Returns calculation: Function now returns a return vector in
df.tickers
. Returns are used a lot more than prices in research.
No reason why they should be keep out of the output.
Wide format: Added function for converting data to the wide
format. In some situations, such as portfolio analysis, the wide
format makes a lot of sense and is required for some methodologies.
Ibovespa composition: Added function for downloading current
Ibovespa composition directly from Bovespa website.

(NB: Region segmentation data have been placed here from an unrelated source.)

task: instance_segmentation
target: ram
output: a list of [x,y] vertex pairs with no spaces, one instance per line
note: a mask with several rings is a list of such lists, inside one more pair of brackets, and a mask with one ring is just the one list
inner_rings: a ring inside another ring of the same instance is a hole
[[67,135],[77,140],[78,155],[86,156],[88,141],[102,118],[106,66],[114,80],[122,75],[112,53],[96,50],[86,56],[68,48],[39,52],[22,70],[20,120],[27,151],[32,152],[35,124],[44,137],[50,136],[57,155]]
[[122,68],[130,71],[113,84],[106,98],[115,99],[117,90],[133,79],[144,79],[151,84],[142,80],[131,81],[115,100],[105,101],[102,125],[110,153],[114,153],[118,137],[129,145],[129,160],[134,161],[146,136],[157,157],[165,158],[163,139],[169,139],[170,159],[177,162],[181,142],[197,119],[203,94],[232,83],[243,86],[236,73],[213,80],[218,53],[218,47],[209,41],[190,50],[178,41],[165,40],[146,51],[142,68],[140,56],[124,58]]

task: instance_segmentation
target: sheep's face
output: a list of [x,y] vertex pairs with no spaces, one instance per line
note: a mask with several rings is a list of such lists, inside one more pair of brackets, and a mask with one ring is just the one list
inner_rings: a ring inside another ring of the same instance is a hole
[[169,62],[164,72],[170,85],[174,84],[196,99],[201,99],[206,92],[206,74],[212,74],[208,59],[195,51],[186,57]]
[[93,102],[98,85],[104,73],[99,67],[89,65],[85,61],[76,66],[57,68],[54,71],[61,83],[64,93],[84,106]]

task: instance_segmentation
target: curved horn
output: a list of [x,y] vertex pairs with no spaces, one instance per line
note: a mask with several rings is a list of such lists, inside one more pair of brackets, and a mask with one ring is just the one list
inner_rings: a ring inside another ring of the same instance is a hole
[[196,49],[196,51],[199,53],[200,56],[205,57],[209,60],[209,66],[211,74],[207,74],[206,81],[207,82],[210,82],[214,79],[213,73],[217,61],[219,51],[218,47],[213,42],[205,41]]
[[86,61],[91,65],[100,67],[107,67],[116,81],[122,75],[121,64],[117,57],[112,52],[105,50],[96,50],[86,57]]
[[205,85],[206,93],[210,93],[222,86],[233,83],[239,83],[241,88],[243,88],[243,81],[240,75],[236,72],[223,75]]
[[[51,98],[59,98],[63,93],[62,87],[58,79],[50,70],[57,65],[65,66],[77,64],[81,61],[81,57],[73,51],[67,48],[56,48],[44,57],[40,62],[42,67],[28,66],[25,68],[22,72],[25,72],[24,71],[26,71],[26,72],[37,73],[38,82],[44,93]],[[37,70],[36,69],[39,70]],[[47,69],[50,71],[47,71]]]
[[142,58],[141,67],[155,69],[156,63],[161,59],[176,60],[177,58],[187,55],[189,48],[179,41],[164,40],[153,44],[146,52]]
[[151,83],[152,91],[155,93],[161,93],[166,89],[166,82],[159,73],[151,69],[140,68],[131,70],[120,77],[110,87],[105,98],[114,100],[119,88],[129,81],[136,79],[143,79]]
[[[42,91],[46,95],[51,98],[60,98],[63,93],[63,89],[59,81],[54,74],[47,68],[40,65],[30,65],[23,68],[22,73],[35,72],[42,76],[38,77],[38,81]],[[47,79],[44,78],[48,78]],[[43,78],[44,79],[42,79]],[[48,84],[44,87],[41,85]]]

In the next chunks of code I show some of the innovations:
library(BatchGetSymbols)
## Loading required package: rvest
## Loading required package: xml2
# download Ibovespa stocks
my.tickers <- GetSP500Stocks()$tickers[1:10] # lets keep it light
# set dates
first.date <- '2016-01-01'
last.date <- '2018-01-01'
# set folder for cache system
my.temp.cache.folder <- 'BGS_CACHE'
# get data and time it
time.nocache <- system.time({
my.l <- BatchGetSymbols(tickers = my.tickers, first.date, last.date,
cache.folder = my.temp.cache.folder, do.cache = FALSE)
})
##
## Running BatchGetSymbols for:
## tickers = MMM, ABT, ABBV, ACN, ATVI, AYI, ADBE, AMD, AAP, AES
## Downloading data for benchmark ticker
## MMM | yahoo (1|10) - You got it!
## ABT | yahoo (2|10) - Nice!
## ABBV | yahoo (3|10) - Looking good!
## ACN | yahoo (4|10) - Got it!
## ATVI | yahoo (5|10) - Good job!
## AYI | yahoo (6|10) - Looking good!
## ADBE | yahoo (7|10) - Fells good!
## AMD | yahoo (8|10) - Good job!
## AAP | yahoo (9|10) - Youre doing good!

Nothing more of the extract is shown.